Microsoft's DirectStorage application programming interface (API) promises to improve the efficiency of GPU-to-SSD data transfers for games in a Windows environment, but Nvidia and its partners have found a way to make GPUs seamlessly work with SSDs without a proprietary API. The method, called Big Accelerator Memory (BaM), promises to be useful for various compute tasks, but it will be particularly useful for emerging workloads that use large datasets. Essentially, as GPUs get closer to CPUs in terms of programmability, they also need direct access to large storage devices.
Modern graphics processing units aren't just for graphics; they're also used for various heavy-duty workloads like analytics, artificial intelligence, machine learning, and high-performance computing (HPC). To process large datasets efficiently, GPUs either need vast amounts of expensive special-purpose memory (e.g., HBM2, GDDR6, etc.) locally, or efficient access to solid-state storage. Modern compute GPUs already carry 80GB–128GB of HBM2E memory, and next-generation compute GPUs will expand local memory capacity. But dataset sizes are also increasing rapidly, so optimizing interoperability between GPUs and storage is important.
There are several key reasons why interoperability between GPUs and SSDs has to be improved. First, NVMe calls and data transfers put a lot of load on the CPU, which is inefficient from an overall performance and efficiency point of view. Second, CPU-GPU synchronization overhead and/or I/O traffic amplification significantly limits the effective storage bandwidth required by applications with huge datasets.

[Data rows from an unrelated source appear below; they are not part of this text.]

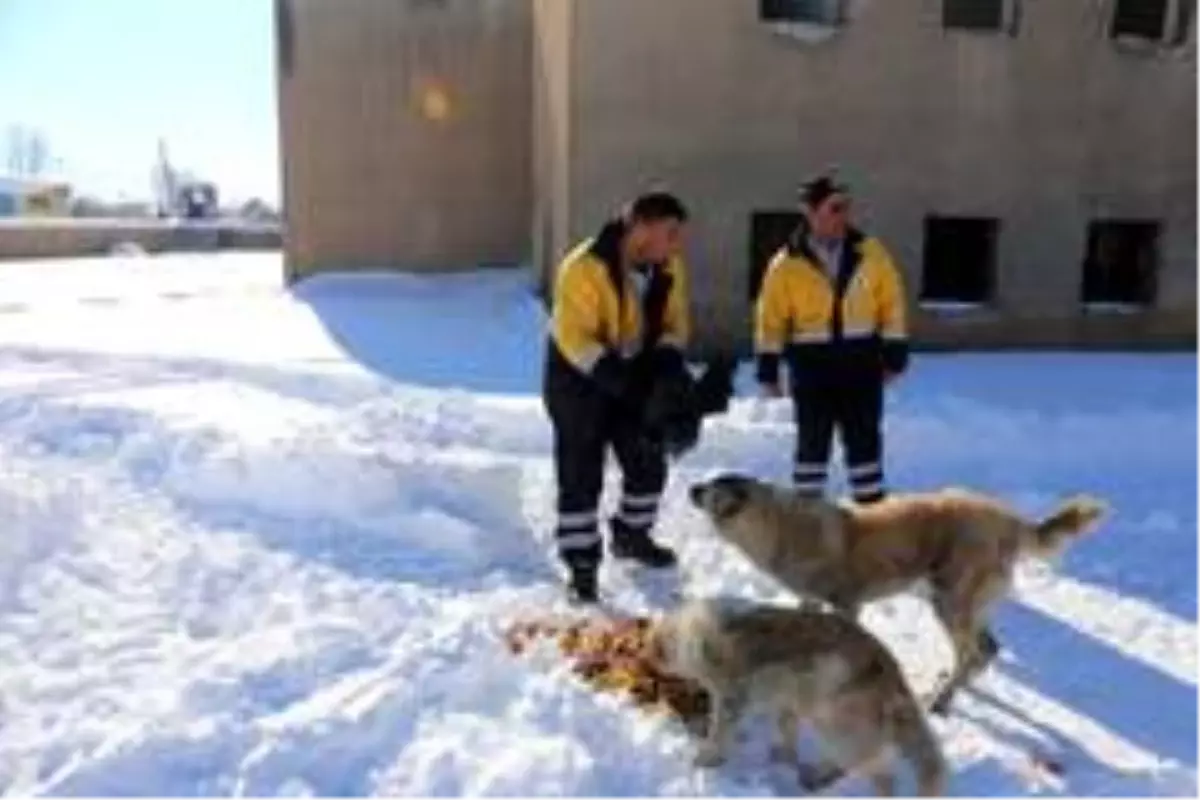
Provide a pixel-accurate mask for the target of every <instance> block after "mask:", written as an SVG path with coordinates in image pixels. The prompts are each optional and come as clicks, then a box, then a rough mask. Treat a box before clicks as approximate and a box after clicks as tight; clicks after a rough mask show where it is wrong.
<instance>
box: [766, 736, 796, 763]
mask: <svg viewBox="0 0 1200 800" xmlns="http://www.w3.org/2000/svg"><path fill="white" fill-rule="evenodd" d="M769 758H770V760H772V763H774V764H787V765H794V764H797V763H799V759H798V757H797V754H796V750H793V748H792V747H788V746H787V745H781V744H779V742H778V741H776V742H775V744H774V745H772V746H770V752H769Z"/></svg>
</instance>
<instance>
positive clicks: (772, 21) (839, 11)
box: [758, 0, 842, 25]
mask: <svg viewBox="0 0 1200 800" xmlns="http://www.w3.org/2000/svg"><path fill="white" fill-rule="evenodd" d="M758 18H760V19H762V20H764V22H779V23H809V24H815V25H838V24H840V23H841V22H842V0H758Z"/></svg>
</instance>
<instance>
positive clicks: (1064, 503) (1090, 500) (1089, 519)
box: [1028, 494, 1109, 558]
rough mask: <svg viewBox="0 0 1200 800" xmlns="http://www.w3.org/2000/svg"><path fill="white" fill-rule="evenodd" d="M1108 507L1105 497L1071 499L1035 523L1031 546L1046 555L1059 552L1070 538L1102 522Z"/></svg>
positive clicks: (1076, 495) (1089, 497) (1039, 555)
mask: <svg viewBox="0 0 1200 800" xmlns="http://www.w3.org/2000/svg"><path fill="white" fill-rule="evenodd" d="M1108 510H1109V507H1108V504H1105V503H1104V501H1103V500H1099V499H1097V498H1093V497H1090V495H1086V494H1078V495H1075V497H1073V498H1068V499H1067V500H1064V501H1063V503H1062V504H1061V505H1060V506H1058V507H1057V509H1055V510H1054V512H1051V513H1050V516H1048V517H1045V518H1043V519H1040V521H1039V522H1037V523H1034V525H1033V536H1032V539H1031V541H1030V546H1028V549H1030V551H1031V552H1032V553H1033V554H1036V555H1039V557H1042V558H1050V557H1054V555H1057V554H1058V553H1060V552H1062V549H1063V548H1064V547H1067V545H1069V543H1070V540H1073V539H1075V537H1076V536H1079V535H1081V534H1085V533H1087V531H1088V530H1090V529H1091V528H1092V527H1093V525H1094V524H1096V523H1097V522H1099V521H1100V518H1103V517H1104V516H1105V515H1106V513H1108Z"/></svg>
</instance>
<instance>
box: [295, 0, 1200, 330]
mask: <svg viewBox="0 0 1200 800" xmlns="http://www.w3.org/2000/svg"><path fill="white" fill-rule="evenodd" d="M1195 7H1196V6H1195V2H1194V1H1190V0H1052V1H1048V2H1039V1H1034V0H758V1H752V0H744V1H733V0H653V2H647V0H492V1H490V2H484V4H476V2H444V1H439V0H421V1H419V2H418V1H415V0H414V1H412V2H394V1H392V0H356V1H355V2H354V4H353V5H349V6H347V5H344V4H320V2H296V1H295V0H280V1H278V2H277V4H276V8H277V13H278V56H280V68H278V74H280V119H281V137H282V148H281V150H282V158H283V207H284V213H286V234H284V241H286V252H287V264H288V267H287V269H288V272H289V276H290V277H292V278H299V277H302V276H304V275H307V273H311V272H317V271H322V270H326V269H347V267H360V266H361V267H366V266H395V267H400V269H422V270H440V269H460V267H466V266H472V265H475V264H480V263H482V264H490V263H512V261H532V263H533V264H534V267H535V270H536V272H538V277H539V278H540V279H541V281H544V282H545V281H547V279H548V277H550V272H551V270H552V267H553V265H554V264H556V261H557V259H558V257H559V255H560V254H562V253H563V251H564V248H565V247H566V246H568V245H569V243H571V242H572V241H575V240H577V239H578V237H580V236H583V235H587V234H589V233H592V231H593V230H594V229H595V227H596V225H598V223H599V222H600V219H601V217H602V216H604V215H606V213H610V212H611V211H612V210H613V209H614V207H616V206H617V204H618V203H619V201H622V200H623V199H625V198H628V197H629V196H630V194H631V193H632V192H636V191H638V190H641V188H644V187H648V186H650V185H655V184H660V185H665V186H668V187H672V188H674V190H677V191H678V192H679V193H680V194H682V196H683V197H684V199H685V200H686V201H688V203H689V205H690V206H691V207H692V209H694V211H695V225H694V237H692V240H691V255H692V261H694V264H695V275H694V277H692V282H691V283H692V287H694V289H695V294H696V308H695V311H696V320H697V333H698V337H700V339H701V342H702V343H704V344H713V345H718V347H727V345H730V344H731V343H732V344H737V345H738V347H744V345H745V344H746V342H748V338H749V332H750V324H749V318H750V309H751V303H752V299H754V295H755V293H756V290H757V285H758V281H760V278H761V273H762V269H763V265H764V263H766V259H767V257H768V255H769V253H770V252H772V251H773V249H774V248H775V247H776V246H778V245H779V242H780V241H781V240H782V237H784V235H786V233H787V230H788V229H790V228H791V227H792V225H793V224H794V221H796V213H797V210H796V194H794V192H796V187H797V185H798V182H799V181H800V180H802V179H803V178H805V176H808V175H810V174H812V173H814V172H816V170H820V169H826V168H828V167H830V166H836V167H839V168H840V172H841V174H842V176H844V178H845V179H847V180H848V181H850V182H851V184H852V186H853V187H854V190H856V192H857V200H858V207H859V211H860V216H862V218H863V222H864V223H865V224H866V225H868V227H869V228H870V229H871V230H872V231H875V233H877V234H880V235H881V236H883V237H884V240H886V241H887V243H888V245H889V246H890V247H892V248H893V249H894V252H895V254H896V257H898V258H899V260H900V263H901V265H902V267H904V271H905V276H906V283H907V289H908V293H910V300H911V302H912V307H913V308H914V317H913V319H914V329H916V332H917V335H918V338H919V339H920V341H923V342H925V343H928V344H932V345H947V347H960V345H971V344H978V345H1014V344H1044V345H1112V344H1117V345H1133V344H1178V343H1182V344H1198V343H1200V145H1198V143H1200V70H1198V67H1196V65H1198V64H1200V17H1198V16H1196V14H1195V13H1193V11H1194V8H1195ZM631 20H634V23H631Z"/></svg>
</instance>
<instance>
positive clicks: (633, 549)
mask: <svg viewBox="0 0 1200 800" xmlns="http://www.w3.org/2000/svg"><path fill="white" fill-rule="evenodd" d="M610 549H611V551H612V555H613V558H618V559H625V560H630V561H637V563H638V564H641V565H642V566H647V567H650V569H653V570H665V569H667V567H672V566H674V565H676V561H677V559H676V554H674V551H672V549H671V548H670V547H664V546H662V545H659V543H658V542H655V541H654V540H653V539H650V535H649V534H648V533H644V531H637V533H624V531H623V533H619V534H618V533H614V534H613V537H612V546H611V548H610Z"/></svg>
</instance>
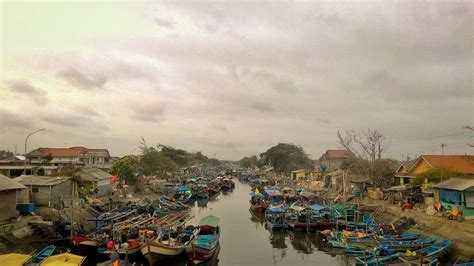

"The goal of Big Accelerator Memory is to extend GPU memory capacity and enhance the effective storage access bandwidth while providing high-level abstractions for the GPU threads to easily make on-demand, fine-grain access to massive data structures in the extended memory hierarchy," a description of the concept by Nvidia, IBM, and Cornell University cited by The Register reads.
BaM essentially enables Nvidia GPU to fetch data directly from system memory and storage without using the CPU, which makes GPUs more self-sufficient than they are today. Compute GPUs continue to use local memory as software-managed cache, but will move data using a PCIe interface, RDMA, and a custom Linux kernel driver that enables SSDs to read and write GPU memory directly when needed. Commands for the SSDs are queued up by the GPU threads if the required data is not available locally. Meanwhile, BaM does not use virtual memory address translation and therefore does not experience serialization events like TLB misses. Nvidia and its partners plan to open-source the driver to allow others to use their BaM concept.
"BaM mitigates the I/O traffic amplification by enabling the GPU threads to read or write small amounts of data on-demand, as determined by the compute," Nvidia's document reads. "We show that the BaM infrastructure software running on GPUs can identify and communicate the fine-grain accesses at a sufficiently high rate to fully utilize the underlying storage devices, even with consumer-grade SSDs, a BaM system can support application performance that is competitive against a much more expensive DRAM-only solution, and the reduction in I/O amplification can yield significant performance benefit."
To a large degree, Nvidia's BaM is a way for GPUs to obtain a large pool of storage and use it independently from the CPU, which makes compute accelerators much more independent than they are today.
Astute readers will remember that AMD attempted to wed GPUs with solid-state storage with its Radeon Pro SSG graphics card several years ago. While bringing additional storage to a graphics card allows the hardware to optimize access to large datasets, the Radeon Pro SSG board was designed purely as a graphics solution and was not designed for complex compute workloads. Nvidia, IBM, and others are taking things a step further with BaM.